Assisted dying ‘isn’t about disability, it’s about suffering and choice’


CONSULTATION with a group of largely disabled Islanders and those with long-term medical conditions has drawn mixed responses on whether assisted dying should be offered to those with incurable conditions giving rise to unbearable suffering.

A “significant majority” of the 38 Islanders who took part were in favour of assisted dying for those with terminal conditions, but only around half favoured its extension to those with incurable conditions.

Those in favour of what has become known as “route two” cited freedom of choice, highlighting unimaginable suffering that might extend for decades in some cases.

One person in favour said: “This isn’t about disability, it’s about suffering, and choice for people who feel that they can’t go on”.

Another said: “For these people, it’s potentially decades of unbearable suffering, not just six months.”

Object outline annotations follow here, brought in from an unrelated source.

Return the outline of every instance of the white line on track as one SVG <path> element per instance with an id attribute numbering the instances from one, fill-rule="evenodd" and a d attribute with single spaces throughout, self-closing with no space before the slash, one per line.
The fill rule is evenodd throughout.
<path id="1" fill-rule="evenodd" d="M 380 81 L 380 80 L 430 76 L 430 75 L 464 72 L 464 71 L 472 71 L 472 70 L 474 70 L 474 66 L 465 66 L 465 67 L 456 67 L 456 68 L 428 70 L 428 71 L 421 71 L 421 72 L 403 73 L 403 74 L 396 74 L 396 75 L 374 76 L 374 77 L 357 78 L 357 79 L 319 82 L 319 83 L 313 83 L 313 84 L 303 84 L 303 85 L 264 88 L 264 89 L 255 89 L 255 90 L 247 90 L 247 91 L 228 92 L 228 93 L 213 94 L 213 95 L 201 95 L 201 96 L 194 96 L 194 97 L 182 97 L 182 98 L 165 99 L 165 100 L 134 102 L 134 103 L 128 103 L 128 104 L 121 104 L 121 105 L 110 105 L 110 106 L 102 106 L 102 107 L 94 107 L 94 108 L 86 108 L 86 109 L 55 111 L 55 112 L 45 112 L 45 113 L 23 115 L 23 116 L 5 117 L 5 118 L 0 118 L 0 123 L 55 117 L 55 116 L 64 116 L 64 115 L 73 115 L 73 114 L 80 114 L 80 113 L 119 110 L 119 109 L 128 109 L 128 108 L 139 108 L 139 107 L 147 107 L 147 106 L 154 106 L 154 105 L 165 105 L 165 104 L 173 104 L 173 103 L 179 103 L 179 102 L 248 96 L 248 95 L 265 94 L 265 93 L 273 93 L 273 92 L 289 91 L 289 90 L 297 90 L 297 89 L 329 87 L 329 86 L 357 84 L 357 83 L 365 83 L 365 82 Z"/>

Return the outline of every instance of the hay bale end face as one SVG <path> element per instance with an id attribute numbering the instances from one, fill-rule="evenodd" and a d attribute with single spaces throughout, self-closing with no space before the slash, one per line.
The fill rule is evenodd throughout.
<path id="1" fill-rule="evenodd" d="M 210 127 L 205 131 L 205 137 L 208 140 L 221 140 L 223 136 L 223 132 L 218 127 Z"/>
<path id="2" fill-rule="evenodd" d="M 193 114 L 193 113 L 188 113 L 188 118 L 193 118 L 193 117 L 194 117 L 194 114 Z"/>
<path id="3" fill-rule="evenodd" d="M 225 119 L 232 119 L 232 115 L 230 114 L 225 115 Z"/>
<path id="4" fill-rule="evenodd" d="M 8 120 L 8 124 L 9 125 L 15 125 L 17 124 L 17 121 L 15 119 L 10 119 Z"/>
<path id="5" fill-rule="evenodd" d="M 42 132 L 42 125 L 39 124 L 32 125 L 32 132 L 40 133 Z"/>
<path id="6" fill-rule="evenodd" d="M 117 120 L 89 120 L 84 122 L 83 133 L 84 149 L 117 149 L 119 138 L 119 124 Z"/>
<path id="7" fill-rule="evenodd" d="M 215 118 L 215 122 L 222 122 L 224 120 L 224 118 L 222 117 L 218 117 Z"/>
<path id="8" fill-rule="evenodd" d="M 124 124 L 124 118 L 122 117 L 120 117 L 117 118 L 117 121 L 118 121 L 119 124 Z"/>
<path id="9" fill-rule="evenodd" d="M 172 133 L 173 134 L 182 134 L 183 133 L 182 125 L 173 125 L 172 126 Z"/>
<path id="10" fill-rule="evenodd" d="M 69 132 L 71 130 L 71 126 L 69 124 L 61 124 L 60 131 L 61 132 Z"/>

However, those opposed were concerned about the subjective nature of suffering in cases where a person was not nearing the end of their life, the perceived risk of coercion, the possible adverse impact on medical professionals and the fostering of negative attitudes to disability.

One person said: “What happens if one of the doctors or someone outside or anyone would say, ‘Why don’t you just go?’. The option is there. They all want to see me dead.”

The consultation exercise, following earlier engagement in 2022 and 2023 which also included those with long-term disabilities, was conducted following a recommendation of the Jersey Ethical Review.

Officers worked with organisations which support disabled Islanders and those with long-term conditions, generating a series of small discussion groups.

A further session was open to any disabled Islander or sufferer from a long-term condition or their family, friends or carers, and one-to-one interviews were also offered,although only one person responded.

The government report, published as an addendum to the assisted dying proposition, stresses that its purpose is not to respond to any of the themes raised, or to correct any inaccuracies or misconceptions that may have arisen in the responses.

“The discussions were qualitative in nature, hence the feedback is not quantitative (ie it does not set out of percentage of participants who held certain views).

“However, this report does, where relevant, provide broad indications of where the views expressed were held by a significant majority or minority of participants,” the report states.

It groups comments around a number of themes: autonomy of choice, dignity and peace of mind; assessing of suffering; concerns around pressure and coercion; impact on family and loved ones; impact on health care professionals and health services; perceptions of disability in Jersey; slippery slope – concerns over erosion of eligibility criteria and safeguards over time.

Meanwhile, the Assisted Dying Review Panel has lodged an amendment to the proposition due to be debated on 21 May seeking to give more clarity to the provision which allows individuals to refuse to participate in assisted dying.

As currently expressed, the Council of Ministers’ proposition says “no person should be under a legal duty to participate directly in the provision of assisted dying and any such person will have a right to refuse direct participation”.

However, the panel wants to remove the words “directly” and “direct”, introduced because of concerns that the service could be compromised by individuals pulling out who were crucial to but only incidentally involved in the assisted dying process.

The panel notes that the words are not included in similar legislation relating to terminations of pregnancy, and that the substantial majority in favour of assisted dying within the community makes it unlikely that there would be any practical problem.

It states: “ ‘Participation’ is an ordinary English word with a clear meaning, and the addition of the word “direct” only serves to confuse.”